In sum, the world is certain to live for years with the consequences of the private and public debt accumulations in the high-income countries in the years up to 2007, which were themselves in part the result of the huge global macroeconomic imbalances of that era. But the economic, financial and political defects of the euro zone have hugely exacerbated the fragility. The members of the euro zone are unable either to dissolve their union or eliminate its structural frailties.



What does this actual and potential turmoil in high-income countries mean for the world economy as a whole? In response the Institute for International Finance argues in its most recent Capital Markets Monitor that "the key question for 2012 is whether the resilient parts of the global economic and financial system -- the emerging market economies and the non-financial corporate sectors -- are robust enough to cushion the potential impact of high credit risk in the mature economies".



In its latest Global Economic Prospects, the World Bank forecasts a slowdown in world trade, with the volume of growth forecast at 4.7 per cent, down from 6.6 per cent last year. It forecasts a decline in net private capital flows to developing countries, from $1,055.5-billion in 2010 and an estimate of $954.4-billion in 2011 to $807-billion this year. It has also downgraded the forecast for economic growth in developing countries to 5.4 per cent, from 6.2 per cent forecast in June 2011.

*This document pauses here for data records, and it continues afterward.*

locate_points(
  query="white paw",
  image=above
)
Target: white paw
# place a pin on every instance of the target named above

On the face of it, none of this looks too serious. Over all, that judgment is probably right. But we can identify at least two important qualifications to such comforting optimism.



First, averages conceal as much as they reveal. Even such a deterioration in external conditions would pose a substantial problem for many developing countries. Many countries have large current account deficits. Many also have substantially worse fiscal positions than in 2008. All such countries are vulnerable to even modest interruptions in the flow of global finance and the buoyancy of receipts from exports and remittances. Some of these vulnerable countries are important: Turkey, with a forecast current account deficit of around 10 per cent of gross domestic product this year, is a good example.



Second, the shocks in high-income countries might be far bigger than those in the baseline scenarios. At worst, these shocks could be as big as they were in 2008. A collapse in commodity prices, to take an example, would devastate the finances of many emerging and developing countries. Yet there is likely to be a far smaller capacity to combat such shocks in both the high-income and the emerging and developing countries than at that time.



In sum, as the World Bank argues, "developing countries need to prepare for the worst". Unfortunately, that is precisely what the non-financial corporate sector and solvent households of the high-income countries have now been doing for some years. The result has been private sector austerity in these countries and so what might best be described as a "contained depression". But containing that depression has depended on support from huge fiscal deficits and highly expansionary monetary policies. This is going to remain true in 2012.



If governments cannot - or will not - persist with providing such support, a true depression remains possible. Everybody would then be affected, including the most vigorous emerging economies. These remain difficult times: 2012 will not be the end of them.